En ce qui concerne la liste de 72 noms qui fait l’objet de toutes les récriminations, le proviseur assure avoir fait preuve de la plus grande transparence. « Dire que j’ai mis 72 noms, je ne l’ai jamais fait. Ces noms étaient sur une liste que j’ai remise en son temps à l’intendant lorsque le proviseur sortant étant en voyage. Je lui ai dit que c’était ma liste et c’est la procédure que nous avions et devant chaque nom, en toute transparence j’ai écrit puisque je suis l’un des plus anciens ici. Devant les noms, je prends toujours le soin d’inscrire le nom de celui qui m’a sollicité la place et son numéro de téléphone. Ce sont généralement des anciens collègues qui sont partis à la retraite, d’anciens chefs d’établissements à la retraite, des inspecteurs de l’enseignement technique. C’est dans cette forme que j’ai fait les choses », explique-t-il.

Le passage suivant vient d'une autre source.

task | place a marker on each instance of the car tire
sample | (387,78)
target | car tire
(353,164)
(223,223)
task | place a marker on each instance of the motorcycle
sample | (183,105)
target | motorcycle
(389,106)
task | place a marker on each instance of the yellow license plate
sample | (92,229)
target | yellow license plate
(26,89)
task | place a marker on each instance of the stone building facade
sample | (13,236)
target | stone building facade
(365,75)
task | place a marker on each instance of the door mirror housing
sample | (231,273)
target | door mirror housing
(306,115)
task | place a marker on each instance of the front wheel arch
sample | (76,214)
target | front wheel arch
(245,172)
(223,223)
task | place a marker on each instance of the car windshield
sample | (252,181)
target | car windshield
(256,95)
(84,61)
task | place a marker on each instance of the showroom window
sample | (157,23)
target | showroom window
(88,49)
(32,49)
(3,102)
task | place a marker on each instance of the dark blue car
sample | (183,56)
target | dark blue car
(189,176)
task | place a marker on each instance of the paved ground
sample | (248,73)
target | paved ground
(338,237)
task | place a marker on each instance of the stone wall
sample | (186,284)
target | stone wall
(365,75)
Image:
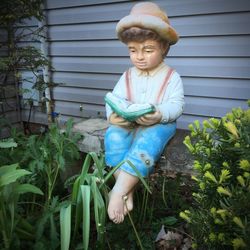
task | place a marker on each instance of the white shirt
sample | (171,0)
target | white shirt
(145,88)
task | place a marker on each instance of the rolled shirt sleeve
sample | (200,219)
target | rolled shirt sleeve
(173,101)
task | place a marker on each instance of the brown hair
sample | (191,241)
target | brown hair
(135,34)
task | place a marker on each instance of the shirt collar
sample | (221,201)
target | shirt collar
(150,72)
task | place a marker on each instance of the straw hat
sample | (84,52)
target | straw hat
(148,15)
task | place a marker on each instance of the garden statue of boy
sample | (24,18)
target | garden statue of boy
(148,35)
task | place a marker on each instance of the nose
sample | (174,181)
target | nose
(140,55)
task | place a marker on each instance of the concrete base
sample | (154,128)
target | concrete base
(175,157)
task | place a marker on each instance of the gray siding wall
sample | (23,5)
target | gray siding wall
(8,98)
(212,56)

Par ailleurs, il rejette cette casquette de vendeur de places que lui imputent les mécontents. « Je n’ai pas pris d’argent. Lorsque la liste est remise et qu’elle est validée par le proviseur, celui-ci envoie la liste à l’intendant et les parents vont là-bas payer. Ce n’est pas moi qui récupère l’argent. Il y a des reçus de paiement, l’argent n’est pas pris comme ça. Je défie quiconque d'amener quelqu’un qui va dire que je lui ai pris de l’argent contre un dossier », se défend-il avec véhémence.
Quoi qu’il en soit, il estime que les mécontents du jour ne sont pas représentatifs (moins d’une trentaine sur 400 personnes), et ne peuvent en aucun cas le contraindre à rendre le tablier, d’autant plus que ceux qui lui ont fait confiance à ce poste ne lui ont pas encore manifesté de signes d’insatisfaction. « Pour ceux qui demandent ma démission, si c’étaient les industriels qui s’élevaient contre moi cela allait me poser beaucoup de problèmes de gestion parce que j’ai été leur responsable pendant six ans. Je ne me suis pas nommé donc je ne vais pas démissionner. Donc si je dois m’en aller c’est à la personne qui m’a nommé de me faire savoir qu’elle ne veut plus de moi », déclare-t-il.

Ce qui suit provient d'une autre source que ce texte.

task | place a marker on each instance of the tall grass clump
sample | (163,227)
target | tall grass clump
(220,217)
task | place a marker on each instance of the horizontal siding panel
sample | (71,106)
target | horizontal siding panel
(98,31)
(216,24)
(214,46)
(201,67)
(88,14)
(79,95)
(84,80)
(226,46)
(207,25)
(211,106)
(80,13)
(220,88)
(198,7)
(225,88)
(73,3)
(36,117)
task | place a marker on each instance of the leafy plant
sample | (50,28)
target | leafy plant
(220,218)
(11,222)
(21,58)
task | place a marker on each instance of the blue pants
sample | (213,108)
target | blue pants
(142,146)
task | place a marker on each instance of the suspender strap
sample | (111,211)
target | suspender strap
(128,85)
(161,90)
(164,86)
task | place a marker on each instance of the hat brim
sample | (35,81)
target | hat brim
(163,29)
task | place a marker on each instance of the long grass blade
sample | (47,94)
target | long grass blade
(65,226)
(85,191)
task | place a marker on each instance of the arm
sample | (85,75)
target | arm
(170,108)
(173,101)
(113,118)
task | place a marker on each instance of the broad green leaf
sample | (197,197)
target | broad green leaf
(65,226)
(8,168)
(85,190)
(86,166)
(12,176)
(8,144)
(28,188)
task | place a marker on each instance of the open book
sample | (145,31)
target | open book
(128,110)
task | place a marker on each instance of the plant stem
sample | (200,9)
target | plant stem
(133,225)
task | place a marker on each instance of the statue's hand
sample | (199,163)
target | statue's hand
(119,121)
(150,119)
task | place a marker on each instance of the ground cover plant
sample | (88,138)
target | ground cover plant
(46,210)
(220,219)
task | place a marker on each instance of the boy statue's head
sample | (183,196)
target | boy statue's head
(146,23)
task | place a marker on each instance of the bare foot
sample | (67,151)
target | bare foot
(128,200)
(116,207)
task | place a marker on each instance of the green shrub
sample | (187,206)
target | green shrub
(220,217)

Pris entre les deux camps, les élèves par la voix de leur délégué Abdoul Razack Paré, disent se départir des guéguerres de personnes et appellent les deux camps à mettre l’intérêt supérieur des élèves au-dessus. Ils estiment par ailleurs que tout élève sans exception ayant son nom sur la liste des élèves du LTN et ayant honoré ses frais de scolarité doit être accepté en classe.
Quoi qu’il en soit, si cette situation confuse et tendue persiste, c’est l’année académique de tous les élèves qui est hypothéquée, car pendant que leurs professeurs dispensent des cours dans les autres établissements, ils désertent leurs classes. Les autorités sont aussi interpellées à se pencher sur cette situation, car c’est un secret de Polichinelle, le LTN est pour l’instant le seul lycée public industriel de la capitale.